At some point the “urge to push” came. What a revelation when I realized that the pushing was absolutely involuntary. In contrast to what the language around this phase suggests, the pushing was not an active act. My body opened its doors, wanting to eject the baby and I had little to do with this. An absolutely overwhelming experience. Sofia told me that they could see her hair. I didn’t feel scared anymore, I wanted to meet my baby. She went down and up, down and up, down and up. I felt caught in an infinite loop and asked if she was ever going to come out – more to get some reassurance, not because I was actually afraid she might not come out. Sofia explained that it will be easier for the baby to come out if I had my knees pointing inwards, which was hard to accomplish sitting on the toilet. She suggested several times to kneel on all fours, but I didn’t have the strength to assume a new position. I felt too passive. As if a higher power had taken over my body. After a while, Sofia urged me get off the toilet. I needed the firmer guidance and was now able to get off and onto all fours. I realized it had gotten too intense for Miguel and that Clara was talking to him outside. I heard that it was still before midnight and I wanted to give Miguel his baby as a birthday present. I open, I surrender. I tried to actively intensify the pushing and it seemed to work. Midnight passed, I was disappointed, but wanted it even more to end. Miguel came in and out, clearly not handling it well anymore. He asked for anesthesia, voiced his concern someone might send the police. I wanted to tell him that I am ok and to please let me scream, but I couldn’t talk. Clara encouraged me to make sounds of a deeper pitch, as this would help the process more. I tried my best to follow her advice.

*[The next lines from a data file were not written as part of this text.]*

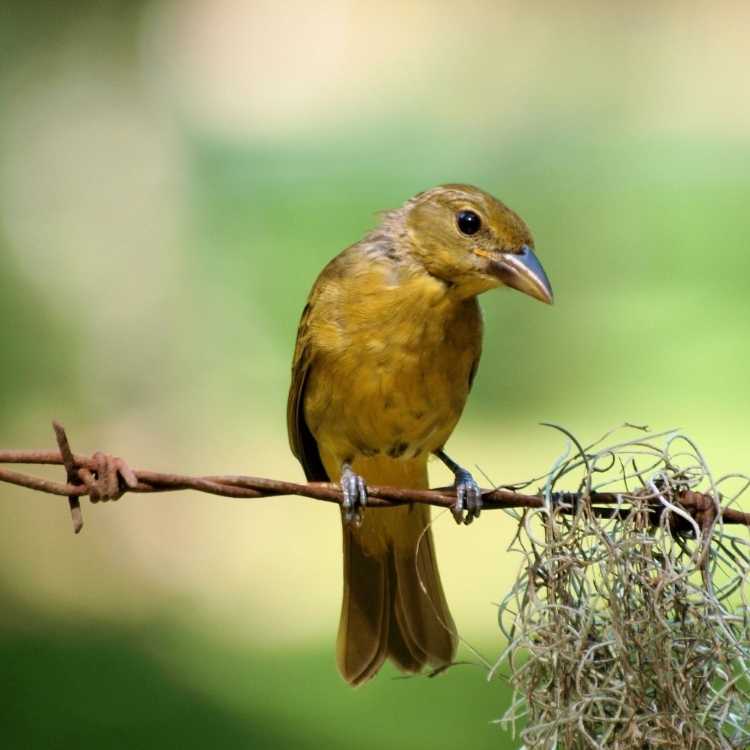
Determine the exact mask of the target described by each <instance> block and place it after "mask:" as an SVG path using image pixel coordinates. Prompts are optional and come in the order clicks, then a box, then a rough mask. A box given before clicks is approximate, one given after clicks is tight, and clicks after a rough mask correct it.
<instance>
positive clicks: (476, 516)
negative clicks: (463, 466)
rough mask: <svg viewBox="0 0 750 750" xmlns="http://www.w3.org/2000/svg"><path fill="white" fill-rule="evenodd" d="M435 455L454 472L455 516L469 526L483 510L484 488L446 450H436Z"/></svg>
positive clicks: (463, 522) (453, 515) (472, 476)
mask: <svg viewBox="0 0 750 750" xmlns="http://www.w3.org/2000/svg"><path fill="white" fill-rule="evenodd" d="M435 455H436V456H437V457H438V458H439V459H440V460H441V461H442V462H443V463H444V464H445V465H446V466H447V467H448V468H449V469H450V470H451V471H452V472H453V476H454V484H453V486H454V487H455V488H456V504H455V505H454V506H453V507H452V508H451V513H453V518H455V519H456V523H463V524H466V525H467V526H468V525H469V524H470V523H471V522H472V521H473V520H474V519H475V518H479V514H480V513H481V512H482V490H481V488H480V487H479V485H478V484H477V483H476V480H475V479H474V477H473V476H471V474H470V473H469V472H468V471H466V469H464V468H463V467H462V466H459V465H458V464H457V463H456V462H455V461H454V460H453V459H452V458H451V457H450V456H449V455H448V454H447V453H446V452H445V451H444V450H442V449H441V450H439V451H435Z"/></svg>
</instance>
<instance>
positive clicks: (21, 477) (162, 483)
mask: <svg viewBox="0 0 750 750" xmlns="http://www.w3.org/2000/svg"><path fill="white" fill-rule="evenodd" d="M52 426H53V428H54V431H55V437H56V440H57V445H58V449H57V450H0V464H26V465H58V466H64V467H65V470H66V482H57V481H54V480H51V479H47V478H44V477H39V476H34V475H31V474H27V473H22V472H19V471H15V470H12V469H6V468H3V467H1V466H0V482H4V483H7V484H13V485H17V486H19V487H25V488H27V489H30V490H35V491H37V492H44V493H47V494H51V495H58V496H62V497H67V498H68V503H69V505H70V509H71V514H72V518H73V528H74V531H75V532H76V533H78V532H79V531H80V530H81V528H82V527H83V516H82V511H81V506H80V498H82V497H86V496H88V497H89V499H90V500H91V501H92V502H94V503H96V502H106V501H109V500H117V499H119V498H120V497H122V496H123V495H124V494H126V493H128V492H135V493H151V492H175V491H180V490H194V491H196V492H204V493H207V494H210V495H218V496H221V497H227V498H234V499H260V498H271V497H277V496H281V495H298V496H300V497H307V498H310V499H313V500H320V501H324V502H330V503H336V504H339V505H340V504H341V503H342V502H343V496H342V492H341V488H340V486H339V485H338V484H333V483H328V482H307V483H300V482H289V481H285V480H279V479H268V478H264V477H252V476H244V475H221V476H217V475H209V476H191V475H186V474H172V473H165V472H157V471H150V470H146V469H137V470H133V469H131V468H130V466H129V465H128V463H127V462H126V461H125V460H124V459H122V458H119V457H117V456H113V455H111V454H108V453H102V452H100V451H97V452H96V453H94V454H93V455H91V456H85V455H80V454H76V453H73V451H72V449H71V448H70V443H69V441H68V437H67V434H66V431H65V428H64V427H63V426H62V425H61V424H60V423H59V422H53V423H52ZM557 429H562V428H557ZM562 431H563V432H565V434H567V435H569V433H567V431H565V430H562ZM581 450H582V451H583V449H581ZM581 455H582V456H584V457H585V455H586V453H585V451H583V452H582V453H581ZM577 465H578V464H575V463H572V464H570V465H569V466H568V467H567V472H569V471H570V470H572V469H574V468H575V467H576V466H577ZM558 473H559V468H558ZM550 474H551V472H550V473H548V474H546V475H544V476H542V477H537V478H536V479H533V480H530V481H528V482H524V483H523V484H521V485H514V486H503V487H494V488H492V489H485V490H482V502H483V510H497V509H504V510H508V509H513V508H516V509H519V508H527V509H539V508H545V507H548V506H549V505H550V504H557V505H558V506H559V507H560V509H561V511H562V512H563V513H566V514H572V513H574V512H575V511H576V509H577V508H578V507H579V506H580V504H581V503H582V502H584V501H585V503H586V504H587V506H588V507H589V508H591V511H592V512H593V513H594V514H596V515H598V516H601V517H608V518H612V517H617V516H619V515H623V514H626V513H627V512H628V507H629V505H630V504H631V503H632V502H633V500H637V501H638V502H639V503H644V502H645V503H647V504H650V506H651V511H652V522H653V523H655V524H656V523H659V522H660V518H661V515H662V514H663V513H665V512H667V513H668V514H669V516H670V519H671V521H670V522H671V523H672V524H673V526H675V527H678V526H680V527H685V528H686V529H689V528H690V527H689V521H688V520H687V519H688V518H692V519H698V521H699V522H700V523H701V524H704V525H705V524H707V523H714V522H715V520H716V518H717V516H720V517H721V519H722V521H723V522H724V523H730V524H745V525H750V513H744V512H742V511H740V510H737V509H736V508H730V507H722V506H721V505H720V499H717V500H715V499H714V497H713V496H712V495H711V494H710V493H703V492H695V491H693V490H692V489H691V488H690V487H689V486H687V485H685V486H682V487H677V488H675V489H674V493H673V495H674V496H673V497H672V496H670V497H671V499H670V503H671V502H674V503H676V506H674V507H668V505H667V504H665V502H664V500H665V498H663V497H661V496H660V494H659V492H658V491H657V492H644V491H643V488H641V489H639V490H638V491H637V492H630V491H627V490H626V491H624V492H608V491H602V490H596V489H592V487H591V486H587V485H586V484H585V483H583V484H582V485H581V486H580V487H579V489H578V490H576V491H575V492H559V491H556V490H554V489H552V488H551V486H547V487H546V488H545V489H544V490H542V491H539V492H536V493H525V492H522V491H521V490H523V489H525V488H526V487H528V486H530V485H532V484H534V483H535V482H539V481H542V480H547V485H549V481H548V480H549V477H550ZM367 492H368V506H370V507H375V508H380V507H392V506H395V505H403V504H405V503H423V504H428V505H433V506H436V507H440V508H450V507H452V506H453V505H454V504H455V502H456V498H455V491H454V489H453V487H438V488H435V489H431V490H410V489H403V488H399V487H386V486H378V485H369V486H368V488H367ZM612 506H615V507H612ZM679 511H682V514H683V515H682V516H681V515H680V512H679Z"/></svg>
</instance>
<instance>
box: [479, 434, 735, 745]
mask: <svg viewBox="0 0 750 750" xmlns="http://www.w3.org/2000/svg"><path fill="white" fill-rule="evenodd" d="M569 438H570V441H571V443H572V445H573V446H574V448H575V450H570V451H569V455H568V454H566V455H564V456H562V457H561V458H560V459H559V460H558V462H557V463H556V464H555V466H554V467H553V469H552V471H551V472H550V473H549V475H548V479H547V489H548V490H549V489H550V488H554V486H555V485H556V484H557V483H558V482H560V481H562V480H566V481H570V472H571V471H577V472H578V473H580V474H582V477H581V479H580V481H581V483H582V484H583V485H584V486H585V487H587V488H589V489H590V490H591V492H592V494H594V493H595V492H596V490H597V489H600V488H602V487H611V486H613V485H619V486H623V487H625V488H626V491H628V492H629V498H630V502H629V504H628V509H627V511H626V512H622V513H620V514H618V515H617V516H616V517H606V516H602V515H600V514H595V513H591V512H590V508H589V506H588V505H587V504H579V506H578V507H577V509H576V513H575V514H573V515H563V514H561V513H559V512H558V510H557V508H556V507H555V506H554V505H547V506H545V507H542V508H538V509H526V510H524V511H522V512H520V513H519V512H515V511H509V512H511V513H512V514H513V515H514V517H515V520H516V521H517V524H518V528H517V532H516V535H515V537H514V540H513V542H512V544H511V551H514V552H517V553H519V554H520V556H521V565H520V568H519V572H518V576H517V578H516V580H515V582H514V584H513V585H512V587H511V589H510V591H509V592H508V593H507V594H506V595H505V596H504V597H503V598H502V599H501V603H500V605H499V613H498V621H499V626H500V631H501V633H502V635H503V638H504V640H505V641H506V642H507V644H508V645H507V647H506V648H505V650H504V652H503V653H502V655H501V656H500V658H499V659H498V661H497V663H496V664H495V666H494V668H493V669H492V670H491V673H490V677H493V676H494V677H498V676H502V677H505V678H506V679H508V680H509V682H510V684H511V686H512V688H513V691H514V692H513V698H512V701H511V705H510V707H509V708H508V709H507V710H506V711H505V715H504V716H503V718H502V720H500V723H502V724H504V725H505V726H510V727H512V728H513V730H514V732H518V731H520V735H521V738H522V740H523V747H525V748H529V749H530V748H539V749H540V750H541V749H544V750H552V749H553V748H554V749H556V750H583V749H584V748H592V750H643V748H651V749H653V750H656V749H657V748H659V749H662V748H663V749H664V750H666V749H667V748H685V749H686V750H740V749H741V748H742V749H744V748H747V747H750V537H749V536H748V532H747V531H746V530H744V529H741V528H739V527H737V526H735V527H733V528H732V529H731V530H730V529H729V528H726V527H725V523H726V521H727V518H728V510H730V508H728V507H727V505H731V504H734V503H737V502H739V501H741V499H742V497H743V495H744V494H746V492H747V490H748V488H750V478H749V477H747V476H745V475H742V474H730V475H726V476H724V477H714V476H713V475H712V472H711V470H710V468H709V466H708V464H707V462H706V461H705V459H704V457H703V456H702V454H701V452H700V451H699V449H698V448H697V446H696V444H695V443H694V442H693V441H692V440H691V439H690V438H689V437H687V436H686V435H682V434H679V433H677V432H672V433H664V434H662V435H657V436H654V435H645V436H642V437H641V436H639V437H638V438H636V439H635V440H629V441H628V440H626V441H622V442H619V443H617V444H615V445H604V446H603V447H602V446H601V445H596V444H594V445H593V446H588V447H587V448H582V447H581V446H580V444H579V443H578V442H577V441H576V440H575V438H574V437H573V436H572V435H569ZM628 488H629V490H628ZM634 488H638V489H635V490H634ZM687 493H694V497H702V498H704V499H706V498H716V508H715V512H714V513H711V512H710V511H709V512H707V513H705V514H704V515H703V516H701V513H700V512H699V513H695V512H686V510H687V508H686V505H685V497H686V494H687ZM654 498H657V499H658V502H659V503H660V504H661V506H662V507H663V508H669V509H670V510H669V513H666V512H665V513H661V514H660V515H659V516H658V522H657V523H654V520H655V519H654V513H653V505H652V503H653V502H654ZM675 498H680V500H679V502H675ZM719 499H721V501H722V503H723V507H720V506H719ZM675 517H677V518H679V519H680V520H681V521H682V522H684V524H685V525H681V526H680V527H679V531H678V527H676V526H675V525H674V524H673V523H672V520H673V519H674V518H675Z"/></svg>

Eventually, I felt the “ring of fire”. Finally! It would just take a few more pushes. Miguel was called in. The next contraction came and I pushed with everything I had. I felt something tearing, my mind went into alarm mode, but the contraction wasn’t over and my body kept pushing – and the whole baby came out at once. I couldn’t believe it. I was shaking, tears were running down my cheeks. 26 hours of labor were over (not that I was aware of that, the whole experience was absolutely timeless). Rosalie was born on August 10th at 00:18. I wanted to see my baby, but Sofia was doing something with her and I didn’t dare to turn around, fearing I would rip out the placenta. It didn’t take long, though, and I had Rosalie in my arms. It didn’t feel real. Sofia hugged me from the side and everybody accompanied me on my shaky legs to the bed. Miguel was psyched up, while I was partly still in another world. Clara showed me how to put Rosalie on my breast and I couldn’t stop staring at this little wonder on my chest. After maybe 20 – 30 minutes, Sofia came to take the placenta out. I had to push just a little bit. Miguel got to cut the cord. Sofia examined me and told me my perineum was 100% intact and that I had two very small tears on the side. No stitches needed. I was incredibly relieved.

The baby was taken to be weighed and measured. Sofia asked me very politely if they could take her for just a moment, but for me it was the most natural thing. I trusted all of them blindly after what we had been through together. I was flooded by a huge wave of gratitude, for having been able to have this baby at home, surrounded and supported by people I trust, who kept a peaceful, almost sacred environment. Clara spent the night – what an angel! She walked the dog, collected dirty towels and laundry and turned on a washing machine, brought me water and a plate with freshly cut fruits and cake, took lasagna out of the freezer for the next day and helped me breastfeed Rosalie throughout the night.
I couldn’t be more grateful for the experience and I know that this birth in the hospital would have been an extremely different story. Giving birth to Rosalie, in my home, surrounded by people who believe in the power of the female body, was a transformative experience. I went through a passage and came out a different woman – ready to be a mother.